Do you ever feel, perhaps in gray Mondays in November, that carrying on is about all you can do. Maintaining the status quo until you get to go back to bed is the best you can hope for? That in some situations, or a combination thereof, you've simply reached the end of yourself? Well then, my friend, Jesus is the God for you.
Isaiah 46 is written to the Jews in exile. Far from home, surrounded by pagan gods, their city, and with it their hopes, in ruins. They've been judged and sent far from home. How can YHWH be God? How can He be more powerful than Bel or Nebo? We're here in Babylon, and there's precious little hope. Hope hangs by a thread for the people Isaiah wrote to, maybe it does for you too. Chapter 46 brings us back to reality with a lovely bump.
Who are Bel and Nebo, asks the LORD? They're statues carried by beasts and livestock. Nothing special, or fearsome there. They need to be carried, they are a burden, they are the problem, they add to the problem. People of Israel, don't worry about a god who rides a beast to get around, don't worry about a god that can be picked up in someone's hand. Don't worry about a god who needs carrying.
Instead, verses 3 and 4 remind us, trust in the One who carried you. House of Jacob, people of God, you've been carried by the God from before your birth, from the womb. You've been looked after by Him since before you can remember. God has loved His people from the beginning. It's a holy, jealous, purifying love, which explains why you're in Babylon, but it's not a love that has left you. Nor will it ever leave you. 'even to your old age I am He, and to your gray hairs i will carry you.' House of Jacob, people of God, don't be misled by circumstance, i've loved you from the beginning, i'll love you until the end.

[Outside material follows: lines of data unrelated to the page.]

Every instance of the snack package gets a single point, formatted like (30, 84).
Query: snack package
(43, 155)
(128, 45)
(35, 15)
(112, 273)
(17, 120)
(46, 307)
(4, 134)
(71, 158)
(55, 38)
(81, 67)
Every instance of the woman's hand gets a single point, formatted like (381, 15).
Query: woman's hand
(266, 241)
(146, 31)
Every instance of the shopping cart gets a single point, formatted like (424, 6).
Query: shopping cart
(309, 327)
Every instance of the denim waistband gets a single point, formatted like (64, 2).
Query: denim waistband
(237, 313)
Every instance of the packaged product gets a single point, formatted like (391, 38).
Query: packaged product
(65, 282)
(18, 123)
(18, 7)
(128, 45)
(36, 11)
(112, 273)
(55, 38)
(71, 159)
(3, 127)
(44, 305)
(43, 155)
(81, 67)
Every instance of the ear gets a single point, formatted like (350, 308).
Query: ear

I'll carry you home again, Jesus promises. This section of Isaiah, 40-51, is full of reminders about the exodus. God will feed and water you in the wilderness, and God will bring you home. How? Well first He'll raise up Cyrus, who will change your location, and then He'll send Jesus, the true and better Cyrus, the One who rescues us from our real exile, who'll change our hearts.
Who has heard or seen a God like this, who works for those who wait for Him? So people of God, be comforted this morning, as you sit in exile, be comforted when it seems like all hope is gone. The twists and turns of your life end up somewhere good, not off the edge of a cliff. The Saviour is coming, the exile is ending.